Today started off with a litany. And not a positive one either. This is the list I started making in my head.
I’m so tired.
Why can’t I just be a normal person with normal energy? Why do I always have to go up and then crash so hard?
Why did my husband have to start a new career when we were finally starting to be comfortable?
Why am I overweight and have to work out? (can you tell I’m sore from working out for the first time in forever? Also, I know why I’m overweight so I guess the real question here is, why can’t I say no to chocolate?)
Why do I have relationships with baggage?
Why can I never seem to pray as well as I’d like?
Why can’t I just figure out how to keep the dishwasher running without stacking two boxes in front of it every time just to keep the door closed? (true story)
I could keep going, but I think you get the idea. And I’m sure you could relate to some of the questions, and add others of your own.
Once I realized I was building such a substantial list, I told myself, “Jen, you need to start speaking truth to yourself.”
One problem though. All those things are true. I’m not a normal person, I do need to work out, I have baggage and my dishwasher really does drive me to the brink of insanity. So if I can’t tell myself truth to get out of this negative litany, what can I do?
And God whispered one word to me. Trust.
Of course I trust Him I thought. But then He continued.

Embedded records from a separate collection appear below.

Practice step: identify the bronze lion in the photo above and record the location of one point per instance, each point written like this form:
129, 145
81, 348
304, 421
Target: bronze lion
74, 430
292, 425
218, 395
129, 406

Do you trust me? Do you trust me with your brain, with your health? Do you trust me with your finances and relationships? Will you continue in prayer, even when it’s hard? Do you trust me to give you the energy you need today?
Do you trust that what I have for you is best, even when it’s hard?
Do you trust me?
I have to answer yes. Of course I trust God. But then I had to ask myself if I was living like it today. Nope. I was not. I was tired and miserable and frankly, having fun listing all the things I didn’t like in my life today. My eyes were on myself.
Then God asked me to lift them up. To trust in Him, to depend on Him, to live with eternity in view. Some day it will not matter that my dishwasher drives me crazy. In the grand scheme of life, it does not matter now.
So today, I’m challenging myself to lift my eyes. To stop looking around me at the negative things, even though they may be true. And to trust God instead.